In der Tiefsee stoßen die Forscher auch auf ganz spezielle Lebensräume, etwa "schwarze Raucher", das sind heiße Thermalquellen, in deren Umgebung hoch spezialisierte Bakterien und meterlange Würmer in Gemeinschaft zusammenleben. Unter der Meeresoberfläche finden sich auch mehrere tausend Meter hohe Seegebirge und bis zu 35 Kilometer lange Kaltwasser-Korallenriffe. "Wir haben Erstaunliches gefunden", sagt Prof. Antje Boetius von der Universität Bremen. Anders als im Tierreich werde die Vielfalt der Bakterien in Polargebieten zum Beispiel größer. Ihre Funktionen seien noch unbekannt.

Für die Bestimmung der neuen Spezies haben die Forscher des "Census of Marine Life" verschiedene Methoden neu oder weiterentwickelt. Eine davon ist das so genannte "Species Barcoding", eine Methode, mit der noch an Bord der Forschungsschiffe aus der DNA eines Meeresbewohners eine unverkennbare Sequenz ermittelt wird.
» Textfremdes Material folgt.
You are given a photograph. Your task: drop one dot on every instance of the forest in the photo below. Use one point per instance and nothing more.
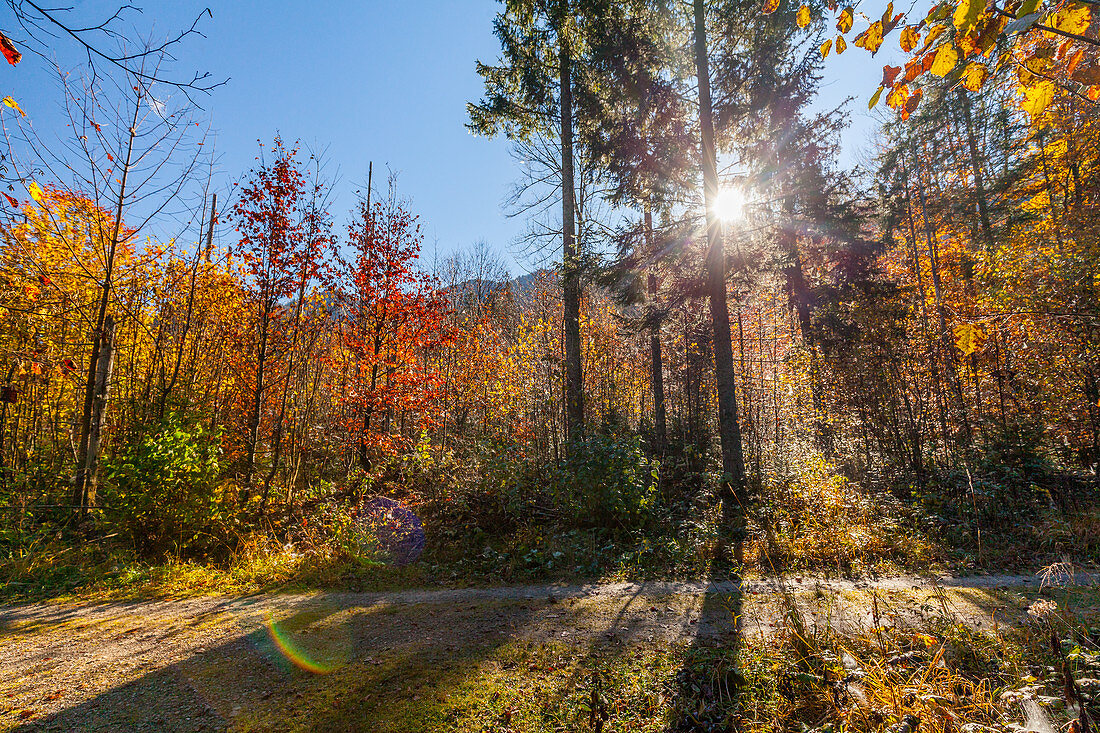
(736, 358)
So können Forscher schnell ermitteln, ob sie es mit einer bekannten oder noch unbekannten Spezies zu tun haben.

Das pralle Leben in den Meeren zeigt der Dokumentarfilm "Unsere Ozeane", der in der kommenden Woche in die Kinos kommt. Tanzende Quallen, riesige Fischschwärme, anmutige Wale und elegante Rochen sind in atemberaubenden Aufnahmen zu sehen. Vier Jahre lang haben Jacques Perrin und Jacques Cluzaud, die 2001 "Nomaden der Lüfte - Geheimnis der Zugvögel" drehten, das Leben in und an den Weltmeeren beobachtet.